Billings here, but that's about 5 hrs away. If you're out this way, let me know. You're welcome to tag along with me if you want.


----------



## WIdawg22 (Sep 18, 2008)

johngfoster said:


> Billings here, but that's about 5 hrs away. If you're out this way, let me know. You're welcome to tag along with me if you want.


PM 2 johngfoster


----------



## hagfan72 (Apr 15, 2007)

I'll be moving to Great Falls this November and also would love info about where the coyotes like to frequent. Anyone around the area that would like a hunting partner, let me know.


----------



## WIdawg22 (Sep 18, 2008)

hagfan72 said:


> I'll be moving to Great Falls this November and also would love info about where the coyotes like to frequent. Anyone around the area that would like a hunting partner, let me know.


Ill be around here just let me know a little latter on when snow hits. Im always up to getting out and exploring. Was excited coming out here, seen a big coyote standing on railroad track in WI 30 yds off the road, then one between the double lane hwy in southern MN. I think i may be too far west 4 the best coyote hunting, lot of big mountains, i guess ill find out when the first snow hits what this place has to offer. I think Great Falls is getting closer to the prairie but still has its share of higher country but not to the extent as here. Im just guessing here that it would be a better area than here, never been that way, might drive that way one of these days. Theres coyotes practically everywhere, nobodys going 2 tell ya exactly where to go, but thats what makes it fun, we just have to get out & find them. Im one of those crazy guys that will walk to where no one else would think of! God knows I need the excercise!!! college=gaining weight 4 me


----------



## hagfan72 (Apr 15, 2007)

I don't know about that. Here in Colorado, I have seen yotes as high as 10,000 feet. I don't think they give a hoot about elevation. I bet there are some good ones around you. PM me sometime, and we can swap info.


----------



## DeluxeGoodness (Sep 29, 2008)

I lived in thompson falls(about 120 miles away) and someone told me about someone in Plains (or some town around there) owned a buffalo ranch. He said if you get permission to hunt it, coyotes are absolutely everywhere, because the coyotes eat the gut piles and placenta from the newborn calves.

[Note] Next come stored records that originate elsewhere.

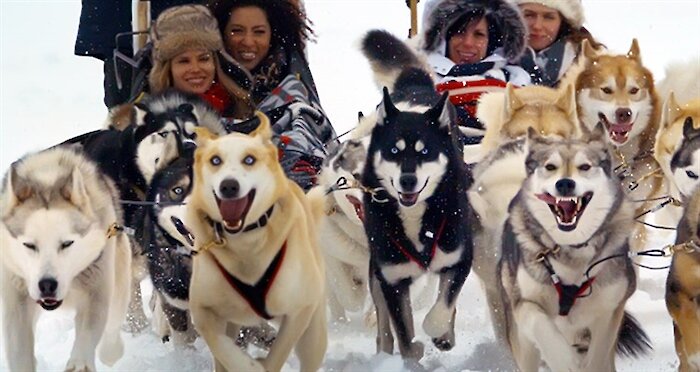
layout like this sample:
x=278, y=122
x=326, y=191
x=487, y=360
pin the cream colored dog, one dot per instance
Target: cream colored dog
x=256, y=234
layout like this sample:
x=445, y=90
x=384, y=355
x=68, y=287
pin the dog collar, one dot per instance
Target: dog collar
x=422, y=261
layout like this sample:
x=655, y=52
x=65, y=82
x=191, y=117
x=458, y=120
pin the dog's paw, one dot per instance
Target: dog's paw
x=445, y=342
x=80, y=366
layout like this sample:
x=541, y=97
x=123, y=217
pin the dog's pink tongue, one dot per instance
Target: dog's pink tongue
x=568, y=209
x=232, y=210
x=619, y=132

Good luck, your lucky to be hunting in Montana!


----------



## WIdawg22 (Sep 18, 2008)

DeluxeGoodness said:


> Good luck, your lucky to be hunting in Montana!


Thanks man, 
You are absolutely right about being lucky to be around here. The more and more i drive around the more i like it. Its a dream for me to come out here theres more to see here than I think you could in a lifetime. I didnt even step foot out to hunt yet and im getting all worked up!


----------



## DeluxeGoodness (Sep 29, 2008)

Also, if you go to Thompson Falls, there is a mountain there called Mt. Silcox. There is even a little gravel pullof area to park for the hike, just outside of town. Once you get a ways up the mountain, there is TONS of game. I got into this heard of elk twice, and with a cottontail distress I called in a bunch of whitetail does and a little buck once, a few turkeys, and a big cinnamon bear at about 10 or 12 yards. This all happened on about 10-15 different occasions, probably. Just thought I'd let you know, since you're looking for new areas to hunt. OH! And Big Prairie has coyotes and TONS of ground squirrels. You'll have to ask around, but it's I think like 20 miles down, on the gravel side of the Thompson River Rd.

Peace out, and let me know if you have any more questions on the area!

--The Jason.


----------